The circus is gone, replaced by a library. Now let's see if these studious, hard-working players, as Ryan describes them, can go out and finish the season on an upswing.
"I hope that doesn't happen again, my gosh," said Ryan, alluding to his past closing problems. "I'm confident it won't, but you have to focus on this particular moment and go from there. But, man, we've got to fix that one."
Maybe the Jets (6-7) experienced their late-season woes a little earlier than usual, as they just snapped a three-game skid by beating the Oakland Raiders. Hanukkah came early, so why not the Jets' losing streak?
Tackle Austin Howard, one of the most perceptive players in the locker room, said the recent slump served as a wake-up call, reminding players of what it takes to be successful late in the season. He offered a candid assessment of what wasn't happening.
"We learned from the past few games the impact of a lack of preparedness," he said. "We didn't prepare well for the previous games like we did this past week. Now we have that feeling of how it feels to prepare well and we’re going to carry that through."
It might be too late, as the Jets' playoff hopes are slim. If Howard's observation is accurate, it begs the question: What took so long to find that mindset? They needed it coming out of the bye week, at 5-4, when the season still contained so much promise.
"I believe we let our frustrations get the best of us," Howard said. "Obviously, we were upset we lost games we shouldn't have. The tension of feeling the season slip away got the better of us."
They played three lousy games in a row, becoming the team we thought they were at the start of the season. The playoffs probably are out of reach. In fact, if they lose to the Carolina Panthers and the Baltimore Ravens beat the Detroit Lions, the Jets are eliminated.

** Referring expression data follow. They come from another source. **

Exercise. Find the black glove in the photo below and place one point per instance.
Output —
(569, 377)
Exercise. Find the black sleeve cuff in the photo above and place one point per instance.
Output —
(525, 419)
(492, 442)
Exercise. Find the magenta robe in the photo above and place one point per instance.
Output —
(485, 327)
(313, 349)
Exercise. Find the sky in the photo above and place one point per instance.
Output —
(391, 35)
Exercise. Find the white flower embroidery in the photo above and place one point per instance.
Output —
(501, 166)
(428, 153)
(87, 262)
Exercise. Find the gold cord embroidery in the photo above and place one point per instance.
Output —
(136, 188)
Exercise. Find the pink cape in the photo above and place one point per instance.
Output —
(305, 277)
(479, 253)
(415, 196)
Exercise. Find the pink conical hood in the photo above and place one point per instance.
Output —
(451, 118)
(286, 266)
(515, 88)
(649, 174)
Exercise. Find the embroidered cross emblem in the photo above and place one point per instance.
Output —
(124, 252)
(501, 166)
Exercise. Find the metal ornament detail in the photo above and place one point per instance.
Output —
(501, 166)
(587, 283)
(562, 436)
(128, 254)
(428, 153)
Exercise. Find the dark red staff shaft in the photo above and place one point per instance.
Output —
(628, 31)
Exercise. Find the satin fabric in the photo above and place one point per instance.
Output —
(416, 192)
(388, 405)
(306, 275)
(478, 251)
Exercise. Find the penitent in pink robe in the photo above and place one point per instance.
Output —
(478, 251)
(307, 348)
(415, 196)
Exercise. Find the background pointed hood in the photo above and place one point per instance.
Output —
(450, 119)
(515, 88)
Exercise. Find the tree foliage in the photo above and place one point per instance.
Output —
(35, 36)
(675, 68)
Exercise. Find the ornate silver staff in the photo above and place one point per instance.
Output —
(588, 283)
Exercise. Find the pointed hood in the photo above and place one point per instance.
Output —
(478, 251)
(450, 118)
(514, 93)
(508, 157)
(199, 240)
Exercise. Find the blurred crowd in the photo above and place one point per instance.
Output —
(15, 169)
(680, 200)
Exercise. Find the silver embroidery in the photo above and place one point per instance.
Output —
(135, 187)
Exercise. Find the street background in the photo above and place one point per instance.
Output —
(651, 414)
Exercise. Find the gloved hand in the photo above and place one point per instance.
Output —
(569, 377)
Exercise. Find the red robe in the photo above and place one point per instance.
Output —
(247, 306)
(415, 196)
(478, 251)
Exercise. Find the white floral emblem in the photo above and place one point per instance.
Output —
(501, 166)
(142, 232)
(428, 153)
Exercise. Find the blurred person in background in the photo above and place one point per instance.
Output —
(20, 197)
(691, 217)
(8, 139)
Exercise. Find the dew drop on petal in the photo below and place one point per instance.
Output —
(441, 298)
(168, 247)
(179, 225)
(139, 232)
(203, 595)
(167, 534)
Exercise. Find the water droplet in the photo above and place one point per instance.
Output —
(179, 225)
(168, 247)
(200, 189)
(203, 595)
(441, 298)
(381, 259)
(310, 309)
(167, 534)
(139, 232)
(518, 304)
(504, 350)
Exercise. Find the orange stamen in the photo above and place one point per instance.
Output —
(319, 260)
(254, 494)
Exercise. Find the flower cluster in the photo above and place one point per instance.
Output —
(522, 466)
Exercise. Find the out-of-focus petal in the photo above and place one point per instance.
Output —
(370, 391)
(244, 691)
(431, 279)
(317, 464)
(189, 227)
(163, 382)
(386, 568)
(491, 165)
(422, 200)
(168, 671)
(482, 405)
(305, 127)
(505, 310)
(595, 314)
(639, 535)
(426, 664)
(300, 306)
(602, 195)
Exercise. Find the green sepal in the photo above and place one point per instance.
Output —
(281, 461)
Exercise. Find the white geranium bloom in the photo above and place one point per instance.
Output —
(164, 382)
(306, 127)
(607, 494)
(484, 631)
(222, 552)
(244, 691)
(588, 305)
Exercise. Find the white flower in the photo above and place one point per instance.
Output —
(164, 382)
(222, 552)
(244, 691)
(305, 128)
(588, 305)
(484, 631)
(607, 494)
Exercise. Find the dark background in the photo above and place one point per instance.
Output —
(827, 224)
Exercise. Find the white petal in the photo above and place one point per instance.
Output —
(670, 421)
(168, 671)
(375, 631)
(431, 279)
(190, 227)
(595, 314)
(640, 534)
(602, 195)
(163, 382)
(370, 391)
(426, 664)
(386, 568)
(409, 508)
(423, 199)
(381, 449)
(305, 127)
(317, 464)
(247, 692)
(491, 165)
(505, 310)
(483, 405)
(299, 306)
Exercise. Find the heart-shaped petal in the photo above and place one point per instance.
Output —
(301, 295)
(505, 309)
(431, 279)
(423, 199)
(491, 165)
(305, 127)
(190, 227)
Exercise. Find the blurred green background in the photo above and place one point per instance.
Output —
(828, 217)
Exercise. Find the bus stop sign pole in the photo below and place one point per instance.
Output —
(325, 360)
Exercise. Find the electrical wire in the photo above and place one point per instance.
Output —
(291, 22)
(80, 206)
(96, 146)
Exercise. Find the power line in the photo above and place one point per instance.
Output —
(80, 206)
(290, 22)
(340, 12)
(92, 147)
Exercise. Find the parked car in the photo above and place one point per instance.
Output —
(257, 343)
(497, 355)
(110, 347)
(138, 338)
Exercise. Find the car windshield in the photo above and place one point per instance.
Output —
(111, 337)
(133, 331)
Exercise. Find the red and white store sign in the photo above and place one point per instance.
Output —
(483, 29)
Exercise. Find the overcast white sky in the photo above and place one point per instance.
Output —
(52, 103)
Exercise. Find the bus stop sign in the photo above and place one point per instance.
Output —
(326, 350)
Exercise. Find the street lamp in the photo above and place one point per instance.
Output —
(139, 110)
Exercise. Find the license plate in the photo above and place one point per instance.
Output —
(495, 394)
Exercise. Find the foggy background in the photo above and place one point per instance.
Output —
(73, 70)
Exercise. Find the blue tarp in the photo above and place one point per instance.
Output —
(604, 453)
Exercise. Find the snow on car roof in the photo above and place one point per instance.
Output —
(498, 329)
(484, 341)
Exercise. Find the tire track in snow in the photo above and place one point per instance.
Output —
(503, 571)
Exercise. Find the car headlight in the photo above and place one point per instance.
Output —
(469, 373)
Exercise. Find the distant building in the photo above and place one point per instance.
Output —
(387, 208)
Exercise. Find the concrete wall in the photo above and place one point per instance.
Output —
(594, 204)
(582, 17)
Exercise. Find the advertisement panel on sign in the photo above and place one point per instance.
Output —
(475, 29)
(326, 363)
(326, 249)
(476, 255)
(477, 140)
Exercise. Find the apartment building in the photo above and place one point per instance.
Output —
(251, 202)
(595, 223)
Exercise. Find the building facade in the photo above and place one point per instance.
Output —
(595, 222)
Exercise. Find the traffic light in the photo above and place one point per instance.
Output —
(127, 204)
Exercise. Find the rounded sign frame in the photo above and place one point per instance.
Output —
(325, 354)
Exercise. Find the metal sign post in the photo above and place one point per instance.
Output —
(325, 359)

Ryan can survive elimination; what could doom him is a repeat of the past two years.
In the season-ending losing streaks, the Jets were outscored, 162-86; finished minus-11 in turnover margin; never scored more than 19 points; bickered with each other (Santonio Holmes versus Wayne Hunter) and became a laughingstock by mismanaging the Mark Sanchez-Tim Tebow-Greg McElroy quarterback soap opera.
It was bad football by a dysfunctional team.
They've cleaned up their image, behaving like grownups. As for the football, well, the Jets aren't collapse-proof. They still have two games on the road, Smith is capable of reverting to Bad Geno at any moment and the defense, which carried them to their first five wins, appears to be wearing down.
Ryan, who believes he learned a thing or two from the mistakes of his previous stretch runs, said he's planning to cut back on practice reps to keep the team fresh.
They know what not to do. Now all they have to do is make nice, be respectable and avoid the dreaded December choke.